License status of CRAN packages
I don't have a strong opinion about partitioning the repository, but I don't think partitioning based on whether the license is commonly used for R packages is terribly helpful. AGPL and AGPL + GPL3 are not common licensing schemes for R packages currently, but from the perspective of a useR, there is no relevant distinction between these two rare cases and the more common case of GPL3. So why should packages be put in separate repositories based on this non-distinction? A partition based on whether the package is free according to the FSF definition seems more plausible to me. Ben
Christophe Dutang wrote:
Hi all, I think for the common licences, we should also add BSD licence... for example my pkg randtoolbox (which is currently with incompatible licences) will probably be in a near future with the BSD licence. Anyway I like the idea of two different repositories for GPL like licensed pkg and other packages. Christophe Le 24 avr. 09 ? 18:20, Gabor Grothendieck a ?crit :
On Fri, Apr 24, 2009 at 11:44 AM, Ben Goodrich <goodrich at fas.harvard.edu> wrote:
Kurt Hornik wrote:
AGPL, unfortunately, allows supplements, and hence cannot fully be standardized. We've been thinking about extending the current scheme to indicate a base license plus supplements, but this is still work in progress.
This would be helpful. I would just reemphasize that a package that includes some AGPL code and some GPL3 code is standard as far as the FSF is concerned, e.g. from section 13 of the AGPL: "Notwithstanding any other provision of this License, you have permission to link or combine any covered work with a work licensed under version 3 of the GNU General Public License into a single combined work, and to convey the resulting work. The terms of this License will continue to apply to the part which is the covered work, but the work with which it is combined will remain governed by version 3 of the GNU General Public License." So, I think that CRAN should at least have a canonical spec that covers *this* situation. Other situations may be more complicated to handle elegantly.

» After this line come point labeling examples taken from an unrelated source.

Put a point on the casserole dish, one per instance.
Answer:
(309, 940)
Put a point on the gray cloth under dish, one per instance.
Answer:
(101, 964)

Another possibility is to simply standardize the set of licenses that CRAN supports. GPL licenses (GPl-2, GPL-2.1, GPL-3, LGPL), MIT and X11 already cover 98% of all packages on CRAN. If there truly is an advantage to the AGPL license perhaps a standard version could be offered in the set. Perhaps, for the 2% of packages that want a different license a second repository could be made available.